Stacey explained her technique and added these encouraging words on Ravelry:
“I am not a math person, by nature. So I calculate as little as possible! Making flat circular designs is something you will just get the hang of with some trial and error. I know it can be frustrating, but don’t give up, the ‘AHA!’ moment is just around the corner!”
“I use the increases to branch my designs out, and/or start new motifs right on the increases. Sometimes I do just slip in increases wherever they work, regardless of rules, but I do try to stagger them around from row to row to avoid creating any points on my circle.

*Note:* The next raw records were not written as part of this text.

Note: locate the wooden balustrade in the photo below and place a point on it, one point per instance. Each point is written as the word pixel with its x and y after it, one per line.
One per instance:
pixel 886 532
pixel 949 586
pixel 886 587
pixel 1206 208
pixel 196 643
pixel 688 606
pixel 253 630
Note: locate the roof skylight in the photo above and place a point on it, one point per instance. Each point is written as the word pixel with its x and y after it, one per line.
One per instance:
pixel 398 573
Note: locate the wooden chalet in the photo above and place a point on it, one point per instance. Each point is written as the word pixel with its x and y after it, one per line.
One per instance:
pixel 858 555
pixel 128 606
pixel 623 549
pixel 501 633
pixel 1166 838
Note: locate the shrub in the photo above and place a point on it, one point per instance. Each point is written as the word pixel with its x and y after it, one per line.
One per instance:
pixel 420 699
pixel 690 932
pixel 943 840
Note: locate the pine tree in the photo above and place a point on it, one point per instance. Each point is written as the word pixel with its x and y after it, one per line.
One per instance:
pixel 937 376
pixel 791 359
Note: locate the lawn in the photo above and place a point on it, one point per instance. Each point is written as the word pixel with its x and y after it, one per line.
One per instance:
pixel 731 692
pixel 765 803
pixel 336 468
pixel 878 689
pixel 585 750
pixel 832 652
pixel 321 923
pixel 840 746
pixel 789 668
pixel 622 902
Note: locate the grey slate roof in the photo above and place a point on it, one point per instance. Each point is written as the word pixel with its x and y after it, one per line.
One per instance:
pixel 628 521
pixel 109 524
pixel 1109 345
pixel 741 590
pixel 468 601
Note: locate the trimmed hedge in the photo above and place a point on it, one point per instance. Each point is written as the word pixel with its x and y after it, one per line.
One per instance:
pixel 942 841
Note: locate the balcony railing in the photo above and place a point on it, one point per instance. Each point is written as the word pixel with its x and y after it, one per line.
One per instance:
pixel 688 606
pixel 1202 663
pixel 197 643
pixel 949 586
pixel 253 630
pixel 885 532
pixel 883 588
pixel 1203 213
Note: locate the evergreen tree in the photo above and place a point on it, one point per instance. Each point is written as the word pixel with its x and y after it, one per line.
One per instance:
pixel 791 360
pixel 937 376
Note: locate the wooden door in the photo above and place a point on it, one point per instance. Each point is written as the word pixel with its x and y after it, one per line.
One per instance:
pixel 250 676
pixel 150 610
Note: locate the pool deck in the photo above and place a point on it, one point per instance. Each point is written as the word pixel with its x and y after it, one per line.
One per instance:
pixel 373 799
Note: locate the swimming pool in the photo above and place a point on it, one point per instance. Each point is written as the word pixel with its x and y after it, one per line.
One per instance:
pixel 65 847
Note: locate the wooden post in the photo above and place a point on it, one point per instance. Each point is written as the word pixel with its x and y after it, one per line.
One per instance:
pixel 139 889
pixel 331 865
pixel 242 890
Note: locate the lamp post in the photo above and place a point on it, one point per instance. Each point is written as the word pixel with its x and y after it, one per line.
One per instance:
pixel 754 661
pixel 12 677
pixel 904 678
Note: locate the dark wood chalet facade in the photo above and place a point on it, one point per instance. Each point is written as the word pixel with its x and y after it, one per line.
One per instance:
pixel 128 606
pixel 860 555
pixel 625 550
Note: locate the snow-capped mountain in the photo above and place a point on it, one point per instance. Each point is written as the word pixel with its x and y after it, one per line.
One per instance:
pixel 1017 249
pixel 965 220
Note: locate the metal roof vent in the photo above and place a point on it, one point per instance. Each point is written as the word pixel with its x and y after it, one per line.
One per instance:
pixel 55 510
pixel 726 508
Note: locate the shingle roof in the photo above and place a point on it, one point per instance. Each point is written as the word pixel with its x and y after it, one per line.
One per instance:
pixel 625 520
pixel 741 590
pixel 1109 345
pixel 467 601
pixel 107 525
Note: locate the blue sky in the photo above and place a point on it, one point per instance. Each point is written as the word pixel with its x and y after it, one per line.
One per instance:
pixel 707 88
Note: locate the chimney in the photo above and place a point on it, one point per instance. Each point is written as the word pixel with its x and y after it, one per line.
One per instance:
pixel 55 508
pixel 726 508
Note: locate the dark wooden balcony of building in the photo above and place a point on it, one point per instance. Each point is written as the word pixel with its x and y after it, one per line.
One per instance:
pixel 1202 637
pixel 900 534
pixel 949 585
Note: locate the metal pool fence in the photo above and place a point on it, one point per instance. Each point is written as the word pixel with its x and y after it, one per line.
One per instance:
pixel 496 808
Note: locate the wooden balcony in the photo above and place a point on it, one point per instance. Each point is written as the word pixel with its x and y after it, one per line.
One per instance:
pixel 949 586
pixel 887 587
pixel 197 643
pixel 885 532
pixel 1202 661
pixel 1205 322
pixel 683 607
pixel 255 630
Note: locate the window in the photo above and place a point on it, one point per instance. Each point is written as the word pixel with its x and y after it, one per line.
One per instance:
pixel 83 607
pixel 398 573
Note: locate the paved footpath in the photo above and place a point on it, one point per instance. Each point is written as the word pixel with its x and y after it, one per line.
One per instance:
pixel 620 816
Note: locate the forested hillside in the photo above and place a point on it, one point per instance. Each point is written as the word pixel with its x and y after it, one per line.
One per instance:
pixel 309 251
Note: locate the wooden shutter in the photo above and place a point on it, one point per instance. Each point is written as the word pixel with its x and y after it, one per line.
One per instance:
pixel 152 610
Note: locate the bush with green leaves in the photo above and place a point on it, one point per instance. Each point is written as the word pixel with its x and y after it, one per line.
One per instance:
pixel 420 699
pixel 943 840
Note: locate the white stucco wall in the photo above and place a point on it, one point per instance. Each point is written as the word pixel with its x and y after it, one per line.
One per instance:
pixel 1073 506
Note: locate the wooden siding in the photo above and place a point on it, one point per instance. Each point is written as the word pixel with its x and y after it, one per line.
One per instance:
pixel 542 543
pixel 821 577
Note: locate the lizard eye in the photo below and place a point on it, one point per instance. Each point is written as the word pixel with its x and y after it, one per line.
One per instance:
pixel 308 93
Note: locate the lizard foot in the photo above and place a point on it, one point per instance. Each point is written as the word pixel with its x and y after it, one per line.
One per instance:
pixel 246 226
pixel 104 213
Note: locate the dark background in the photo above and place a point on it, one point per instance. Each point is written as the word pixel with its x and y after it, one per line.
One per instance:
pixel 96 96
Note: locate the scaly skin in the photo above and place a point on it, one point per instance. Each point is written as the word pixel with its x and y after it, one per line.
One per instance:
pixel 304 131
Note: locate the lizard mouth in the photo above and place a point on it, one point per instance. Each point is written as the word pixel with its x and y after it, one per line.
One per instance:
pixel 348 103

If you have Carol’s book, More Tapestry Crochet, check out the pattern for the blanket on page 85. I have used the first 19 Rounds of that as an increase guide for getting a flat circle started.”
“Just remember, your design has to accommodate expansion as the circle gets larger . . . so you must either add a new motif when you increase, or make your original motif or background color triangulate out like a slice of pie. If you think of it as a circle made of pie slices, you might get the ‘aha’ moment…or you might just get hungry. Get a slice of pie, (I like coconut cream . . . mmm . . . coconut cream . . . sorry, Homer Simpson moment, there), and keep practicing!”
“This was worked using the back-loop tapestry crochet technique. The design is my own, based on traditional Scandinavian-style motifs. I incorporated a pass-through slot into the scarf, at my sister’s request.”
Stacey also designs tapestry crochet clothing and accessories – but mandalas are her passion. I’m really looking forward to seeing her new work – which I find calming and exhilarating at the same time!